Now, the experts are believed to have found that swelling music crescendos may induce moderate arousal while the decrescendos in music may induce relaxation.

“Music induces a continuous, dynamic — and to some extent predictable — change in the cardiovascular system. It is not only the emotion that creates the cardiovascular changes, but this study suggests that also the opposite might be possible, that cardiovascular changes may be the substrate for emotions, likely in a bi-directional way”, stated Luciano Bernardi, M.D., lead researcher and professor of Internal Medicine at Pavia University in Pavia, Italy.

The experts were believed to have conducted the research on about 24 Caucasians between the age group of 24 and 26. Half were believed to be trained singers, while the remaining subjects were evidently without any previous musical training. These subjects were believed to have been given headphones, which were supposedly attached to electrocardiogram and monitors. This set-up is said to have helped measure cerebral artery flow, blood pressure, narrowing of blood vessels on the skin and respiration. Probably around five random tracks of classical music were believed to have been played, which was later followed by two minutes silence.
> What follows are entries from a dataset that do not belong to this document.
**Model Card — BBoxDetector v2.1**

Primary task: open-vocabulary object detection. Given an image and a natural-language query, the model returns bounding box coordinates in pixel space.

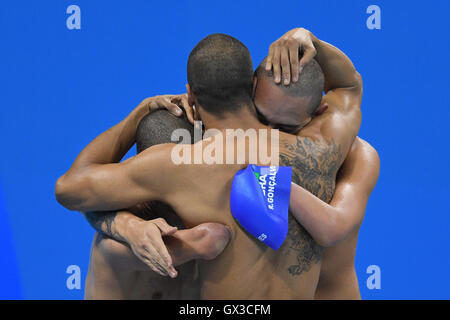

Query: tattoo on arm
[280,137,342,276]
[84,211,123,241]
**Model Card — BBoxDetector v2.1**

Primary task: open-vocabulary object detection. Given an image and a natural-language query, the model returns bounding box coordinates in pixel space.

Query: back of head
[256,59,325,116]
[136,109,194,153]
[187,33,253,116]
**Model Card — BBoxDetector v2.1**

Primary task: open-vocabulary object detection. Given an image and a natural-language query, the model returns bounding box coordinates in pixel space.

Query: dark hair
[255,58,325,115]
[136,109,194,153]
[187,33,253,116]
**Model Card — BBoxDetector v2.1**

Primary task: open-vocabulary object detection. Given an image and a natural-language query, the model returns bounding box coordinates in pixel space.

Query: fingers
[280,46,291,86]
[181,95,194,124]
[138,239,178,278]
[161,98,183,117]
[299,47,316,72]
[272,46,281,83]
[151,218,178,236]
[289,45,299,82]
[152,238,178,278]
[266,44,274,71]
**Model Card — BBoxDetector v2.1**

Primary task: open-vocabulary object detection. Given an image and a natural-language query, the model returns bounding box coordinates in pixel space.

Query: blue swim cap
[230,165,292,250]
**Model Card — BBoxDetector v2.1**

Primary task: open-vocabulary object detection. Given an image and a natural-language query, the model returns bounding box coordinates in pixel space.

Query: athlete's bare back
[315,138,380,300]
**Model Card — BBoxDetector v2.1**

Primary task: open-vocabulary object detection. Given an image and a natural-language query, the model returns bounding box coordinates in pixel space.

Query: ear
[300,117,312,128]
[252,76,258,99]
[186,83,195,107]
[314,103,328,117]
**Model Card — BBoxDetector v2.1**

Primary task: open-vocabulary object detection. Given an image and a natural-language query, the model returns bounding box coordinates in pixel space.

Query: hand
[138,94,194,124]
[123,218,178,278]
[266,28,317,85]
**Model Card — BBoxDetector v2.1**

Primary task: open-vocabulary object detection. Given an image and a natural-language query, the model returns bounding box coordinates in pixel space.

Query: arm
[266,28,362,155]
[86,211,231,272]
[84,208,179,278]
[55,96,185,211]
[290,139,380,247]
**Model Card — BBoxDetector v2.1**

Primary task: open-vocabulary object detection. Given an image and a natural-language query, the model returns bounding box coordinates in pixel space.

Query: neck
[201,103,266,130]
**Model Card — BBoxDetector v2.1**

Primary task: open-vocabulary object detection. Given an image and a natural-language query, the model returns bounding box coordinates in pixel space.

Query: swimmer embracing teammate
[55,28,379,299]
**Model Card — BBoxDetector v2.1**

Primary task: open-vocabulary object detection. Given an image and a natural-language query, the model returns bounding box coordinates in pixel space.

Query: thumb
[152,218,178,236]
[299,47,316,72]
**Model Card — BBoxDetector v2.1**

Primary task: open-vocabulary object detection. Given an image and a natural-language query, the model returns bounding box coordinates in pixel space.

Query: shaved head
[254,59,325,126]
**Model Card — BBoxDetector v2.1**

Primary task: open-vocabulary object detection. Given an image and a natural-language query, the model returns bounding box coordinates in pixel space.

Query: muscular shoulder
[339,137,380,192]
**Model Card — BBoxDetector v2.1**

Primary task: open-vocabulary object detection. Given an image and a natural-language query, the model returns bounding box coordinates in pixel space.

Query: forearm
[289,183,342,247]
[311,34,362,91]
[84,211,143,242]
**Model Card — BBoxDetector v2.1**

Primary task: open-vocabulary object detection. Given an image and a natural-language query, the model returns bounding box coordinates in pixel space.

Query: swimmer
[56,30,360,298]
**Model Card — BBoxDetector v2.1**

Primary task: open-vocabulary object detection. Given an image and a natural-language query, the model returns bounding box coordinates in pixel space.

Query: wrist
[114,212,142,243]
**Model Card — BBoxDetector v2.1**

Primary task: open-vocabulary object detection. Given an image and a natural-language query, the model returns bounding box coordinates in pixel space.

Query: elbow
[315,218,347,248]
[55,175,85,211]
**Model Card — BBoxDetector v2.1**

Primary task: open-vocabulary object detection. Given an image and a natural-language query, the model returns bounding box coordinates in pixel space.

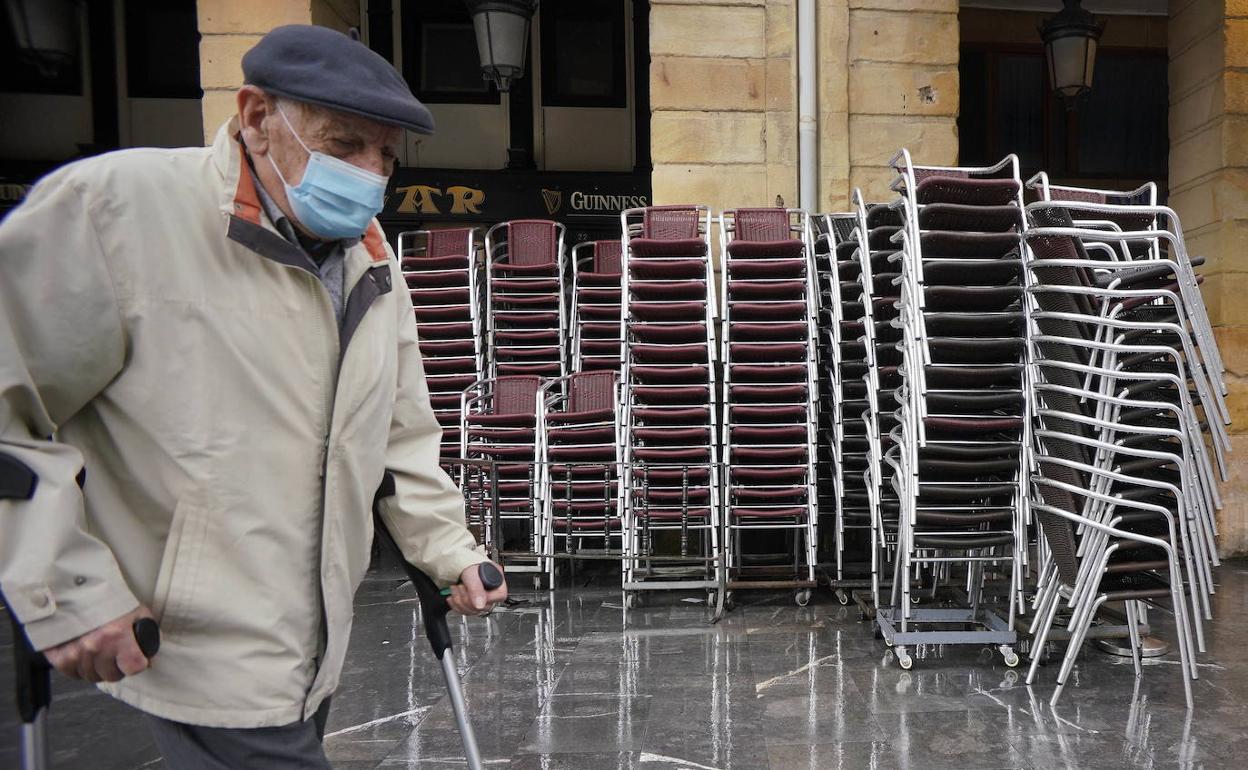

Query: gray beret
[242,24,433,134]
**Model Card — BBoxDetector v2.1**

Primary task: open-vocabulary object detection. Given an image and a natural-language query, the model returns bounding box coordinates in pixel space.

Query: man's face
[265,102,403,185]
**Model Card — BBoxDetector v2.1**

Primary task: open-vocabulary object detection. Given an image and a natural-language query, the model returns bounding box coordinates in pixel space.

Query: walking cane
[0,452,160,770]
[374,517,503,770]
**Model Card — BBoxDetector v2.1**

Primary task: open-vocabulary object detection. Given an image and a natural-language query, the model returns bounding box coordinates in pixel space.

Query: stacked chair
[620,206,724,603]
[1026,189,1229,708]
[876,150,1030,668]
[572,241,623,372]
[720,208,817,605]
[538,369,624,585]
[459,374,548,585]
[398,228,484,462]
[485,220,568,377]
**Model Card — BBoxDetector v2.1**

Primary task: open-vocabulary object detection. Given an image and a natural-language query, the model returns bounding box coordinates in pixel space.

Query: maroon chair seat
[628,238,708,257]
[728,505,810,519]
[628,302,706,322]
[489,278,559,289]
[729,363,807,383]
[728,426,806,441]
[730,302,807,321]
[729,384,808,403]
[728,238,806,258]
[577,305,620,318]
[915,173,1018,206]
[628,260,708,281]
[629,366,710,384]
[728,260,806,281]
[494,362,563,377]
[919,203,1022,232]
[629,323,706,344]
[545,408,615,426]
[728,280,806,302]
[633,404,710,426]
[629,343,708,363]
[494,329,559,346]
[728,322,808,343]
[628,280,708,302]
[399,255,468,276]
[728,342,806,363]
[403,270,468,288]
[731,444,806,465]
[728,403,806,423]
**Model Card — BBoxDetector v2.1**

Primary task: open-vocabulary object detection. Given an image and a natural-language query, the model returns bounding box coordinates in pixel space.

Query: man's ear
[238,85,275,155]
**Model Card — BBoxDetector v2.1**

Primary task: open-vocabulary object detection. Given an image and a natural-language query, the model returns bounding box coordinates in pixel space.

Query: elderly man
[0,26,505,769]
It was noted that one may not be able to quickly realize the physiologic changes which apparently take place when listening to music. These autonomic changes are believed to be of optimum use for inducing body sensation. These sensations may create seamless stimulus that seemingly reach the upper brain or are likely to even reach the level of consciousness.

In addition to this, music interruption in the internal body physiology synchronization is said to strengthen the sharing sense within a human relationship. This seems to open new areas for music therapy in rehabilitative medicine and is likely to be utilized in pathologic conditions.

However as stated by the researchers, this evaluation seems to only include young subjects. The results of this research may probably be quite different if conducted on older subjects or on people who may be used to different kinds of music.

This research was published in an issue of the Circulation: Journal of the American Heart Association.